Open Maze: Java

Friday, September 21, 2012

Reading and displaying tf vector content of Apache Mahout SequenceFile

This java code segment reads through the Apache Mahout SequenceFile (generated by the Mahout seq2sparse tool), to display the tokens and their tf values. The code uses the dictionary file to map the token index to token in the dictionary.

You can read the Mahout Wiki on creating vectors from Text Documents. I have created tf vectors from a directory of documents and followed the process explained in the wiki. You basically need to run Mahout seqdirectory tool to create intermediate SequenceFile and then seq2sparse tool to create the tf vectors and dictionary file. Then you can use my code to examine the content of the SequenceFile and identify which terms in a document get higher term frequency and do further research.

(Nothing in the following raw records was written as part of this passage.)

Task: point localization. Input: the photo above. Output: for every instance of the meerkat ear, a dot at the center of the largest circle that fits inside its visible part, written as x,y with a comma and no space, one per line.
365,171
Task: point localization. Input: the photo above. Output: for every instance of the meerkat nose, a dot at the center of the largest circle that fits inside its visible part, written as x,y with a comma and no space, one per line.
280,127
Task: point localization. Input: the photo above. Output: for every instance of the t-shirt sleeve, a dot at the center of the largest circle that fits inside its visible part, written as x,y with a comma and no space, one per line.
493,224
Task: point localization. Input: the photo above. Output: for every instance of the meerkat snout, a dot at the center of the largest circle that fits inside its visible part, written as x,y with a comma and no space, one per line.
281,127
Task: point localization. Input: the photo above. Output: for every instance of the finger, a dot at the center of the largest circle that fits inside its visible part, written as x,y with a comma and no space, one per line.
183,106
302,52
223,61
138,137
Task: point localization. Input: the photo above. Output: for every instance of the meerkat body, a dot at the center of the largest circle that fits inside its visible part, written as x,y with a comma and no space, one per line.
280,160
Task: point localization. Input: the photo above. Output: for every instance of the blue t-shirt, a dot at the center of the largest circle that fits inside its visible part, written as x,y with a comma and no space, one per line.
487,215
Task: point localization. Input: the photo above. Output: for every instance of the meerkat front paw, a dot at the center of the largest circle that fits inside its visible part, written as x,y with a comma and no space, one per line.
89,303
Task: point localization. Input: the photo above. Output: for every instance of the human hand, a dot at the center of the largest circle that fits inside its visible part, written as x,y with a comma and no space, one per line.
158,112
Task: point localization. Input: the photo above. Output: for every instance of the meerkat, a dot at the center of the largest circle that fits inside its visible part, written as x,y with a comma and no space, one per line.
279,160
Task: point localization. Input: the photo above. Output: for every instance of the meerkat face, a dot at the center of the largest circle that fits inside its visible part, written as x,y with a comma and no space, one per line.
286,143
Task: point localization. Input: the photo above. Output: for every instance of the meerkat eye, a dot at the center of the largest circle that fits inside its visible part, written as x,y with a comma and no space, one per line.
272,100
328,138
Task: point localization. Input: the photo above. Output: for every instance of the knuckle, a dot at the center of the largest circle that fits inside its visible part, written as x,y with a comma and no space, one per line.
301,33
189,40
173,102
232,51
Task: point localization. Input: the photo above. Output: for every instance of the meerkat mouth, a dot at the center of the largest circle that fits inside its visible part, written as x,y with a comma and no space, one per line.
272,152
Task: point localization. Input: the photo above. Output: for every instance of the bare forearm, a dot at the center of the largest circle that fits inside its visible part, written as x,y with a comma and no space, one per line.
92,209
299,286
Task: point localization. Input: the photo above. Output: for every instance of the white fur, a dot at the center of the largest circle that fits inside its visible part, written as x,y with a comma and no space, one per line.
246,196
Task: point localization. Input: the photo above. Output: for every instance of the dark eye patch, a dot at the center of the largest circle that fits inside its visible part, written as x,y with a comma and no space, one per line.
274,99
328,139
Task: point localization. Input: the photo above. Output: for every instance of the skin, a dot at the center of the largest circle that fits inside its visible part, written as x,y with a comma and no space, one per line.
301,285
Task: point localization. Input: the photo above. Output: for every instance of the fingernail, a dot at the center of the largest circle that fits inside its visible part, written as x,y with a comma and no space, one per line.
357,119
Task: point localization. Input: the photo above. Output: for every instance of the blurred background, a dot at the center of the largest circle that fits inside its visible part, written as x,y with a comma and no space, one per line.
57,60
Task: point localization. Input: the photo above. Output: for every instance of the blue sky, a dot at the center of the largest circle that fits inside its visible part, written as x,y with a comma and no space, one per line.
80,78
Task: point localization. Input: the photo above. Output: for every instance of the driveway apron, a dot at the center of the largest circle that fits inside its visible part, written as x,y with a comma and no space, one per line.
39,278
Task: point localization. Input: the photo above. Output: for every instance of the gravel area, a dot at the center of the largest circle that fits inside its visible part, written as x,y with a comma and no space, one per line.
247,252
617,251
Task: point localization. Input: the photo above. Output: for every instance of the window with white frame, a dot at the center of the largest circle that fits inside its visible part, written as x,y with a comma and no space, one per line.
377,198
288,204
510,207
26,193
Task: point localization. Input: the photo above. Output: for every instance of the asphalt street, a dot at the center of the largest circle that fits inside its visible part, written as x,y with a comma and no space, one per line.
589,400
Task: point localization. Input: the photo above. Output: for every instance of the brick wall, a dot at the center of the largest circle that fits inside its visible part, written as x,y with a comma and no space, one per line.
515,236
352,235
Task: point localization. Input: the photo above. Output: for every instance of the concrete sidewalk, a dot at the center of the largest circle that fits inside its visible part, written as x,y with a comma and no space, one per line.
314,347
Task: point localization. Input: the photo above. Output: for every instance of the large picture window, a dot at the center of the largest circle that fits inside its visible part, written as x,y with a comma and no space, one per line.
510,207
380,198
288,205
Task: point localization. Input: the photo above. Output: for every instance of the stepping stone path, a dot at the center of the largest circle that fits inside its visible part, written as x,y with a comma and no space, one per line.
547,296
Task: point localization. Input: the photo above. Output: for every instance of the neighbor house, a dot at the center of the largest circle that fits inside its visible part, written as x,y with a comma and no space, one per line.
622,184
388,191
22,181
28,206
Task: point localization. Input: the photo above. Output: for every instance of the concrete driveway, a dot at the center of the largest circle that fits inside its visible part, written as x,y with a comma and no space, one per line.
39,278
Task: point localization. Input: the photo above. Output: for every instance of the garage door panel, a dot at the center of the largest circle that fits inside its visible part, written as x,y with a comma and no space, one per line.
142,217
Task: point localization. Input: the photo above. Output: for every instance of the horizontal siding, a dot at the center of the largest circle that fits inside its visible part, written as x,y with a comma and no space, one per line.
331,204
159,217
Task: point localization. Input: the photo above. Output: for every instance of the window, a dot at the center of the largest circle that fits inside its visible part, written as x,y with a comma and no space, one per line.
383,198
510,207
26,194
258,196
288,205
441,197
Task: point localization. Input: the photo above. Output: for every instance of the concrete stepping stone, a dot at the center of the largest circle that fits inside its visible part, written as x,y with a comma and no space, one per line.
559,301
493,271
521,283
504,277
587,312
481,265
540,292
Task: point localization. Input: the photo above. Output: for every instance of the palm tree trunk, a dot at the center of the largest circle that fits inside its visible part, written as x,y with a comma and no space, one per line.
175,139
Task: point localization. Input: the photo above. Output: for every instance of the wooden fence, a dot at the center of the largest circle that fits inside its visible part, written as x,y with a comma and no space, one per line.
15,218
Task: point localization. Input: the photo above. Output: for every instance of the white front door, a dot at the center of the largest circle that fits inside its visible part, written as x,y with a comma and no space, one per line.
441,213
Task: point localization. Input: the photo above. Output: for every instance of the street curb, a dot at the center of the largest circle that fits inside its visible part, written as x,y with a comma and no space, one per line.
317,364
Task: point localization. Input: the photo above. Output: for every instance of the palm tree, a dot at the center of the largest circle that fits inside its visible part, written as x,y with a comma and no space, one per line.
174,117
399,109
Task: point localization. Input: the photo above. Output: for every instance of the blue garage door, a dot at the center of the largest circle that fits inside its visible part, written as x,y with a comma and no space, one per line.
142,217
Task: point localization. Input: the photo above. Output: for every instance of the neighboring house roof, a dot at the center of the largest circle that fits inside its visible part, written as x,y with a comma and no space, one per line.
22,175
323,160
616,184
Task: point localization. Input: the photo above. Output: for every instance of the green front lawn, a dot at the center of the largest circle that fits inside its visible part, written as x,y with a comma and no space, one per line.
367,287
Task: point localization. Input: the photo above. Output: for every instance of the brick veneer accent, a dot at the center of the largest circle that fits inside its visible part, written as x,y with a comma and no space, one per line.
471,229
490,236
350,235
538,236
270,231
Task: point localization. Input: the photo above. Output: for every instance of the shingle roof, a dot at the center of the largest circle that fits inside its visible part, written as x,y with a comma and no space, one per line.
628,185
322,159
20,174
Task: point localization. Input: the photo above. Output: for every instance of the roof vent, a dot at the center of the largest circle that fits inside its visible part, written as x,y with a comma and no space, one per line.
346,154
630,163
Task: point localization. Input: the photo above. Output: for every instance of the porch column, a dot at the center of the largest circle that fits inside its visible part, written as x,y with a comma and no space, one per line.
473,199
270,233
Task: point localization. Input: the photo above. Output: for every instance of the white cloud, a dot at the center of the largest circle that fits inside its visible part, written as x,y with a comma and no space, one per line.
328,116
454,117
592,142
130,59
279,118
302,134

In first few lines, the code reads and populate a HashMap of the dictionary file created by the Mahout seq2sparse tool and next the reader reads the tf-vectors of the SequenceFile and each of the token of the tf vectors are mapped from the dictionary map. You may need to import some of the followings,

import org.apache.hadoop.conf.Configuration;
import org.apache.hadoop.fs.FileSystem;
import org.apache.hadoop.fs.Path;
import org.apache.hadoop.io.IntWritable;
import org.apache.hadoop.io.LongWritable;
import org.apache.hadoop.io.SequenceFile;
import org.apache.hadoop.io.Text;
import org.apache.mahout.math.NamedVector;
import org.apache.mahout.math.SequentialAccessSparseVector;
import org.apache.mahout.math.Vector;
import org.apache.mahout.math.VectorWritable;
import org.apache.mahout.math.Vector.Element;

public static void readMahoutSequenceFile()
{
 Configuration conf = new Configuration();
 FileSystem fs;
 SequenceFile.Reader read;
 try {
  fs = FileSystem.get(conf);
  read = new SequenceFile.Reader(fs, new Path("/Sparsedir/dictionary.file-0"), conf);
  IntWritable dicKey = new IntWritable();
  Text text = new Text();
  HashMap dictionaryMap = new HashMap();
  try {
      while (read.next(text, dicKey)) {
         dictionaryMap.put(Integer.parseInt(dicKey.toString()), text.toString());
      }
   } catch (NumberFormatException e) {
       e.printStackTrace();
   } catch (IOException e) {
       e.printStackTrace();
   }
   read.close();
         
   read = new SequenceFile.Reader(fs, new Path("/Sparsedir/tf-vectors/part-r-00000"), conf);
   Text key = new Text();
   VectorWritable value = new VectorWritable();
   SequentialAccessSparseVector vect;
   while (read.next(key, value)) {
        NamedVector namedVector = (NamedVector)value.get();
        vect= (SequentialAccessSparseVector)namedVector.getDelegate();
        for( Element  e : vect ){
           System.out.println("Token: "+dictionaryMap.get(e.index())+", TF-IDF weight: "+e.get()) ;
          }
         }
         read.close();        
  } catch (IOException e) {
   // TODO Auto-generated catch block
  e.printStackTrace();
 }
}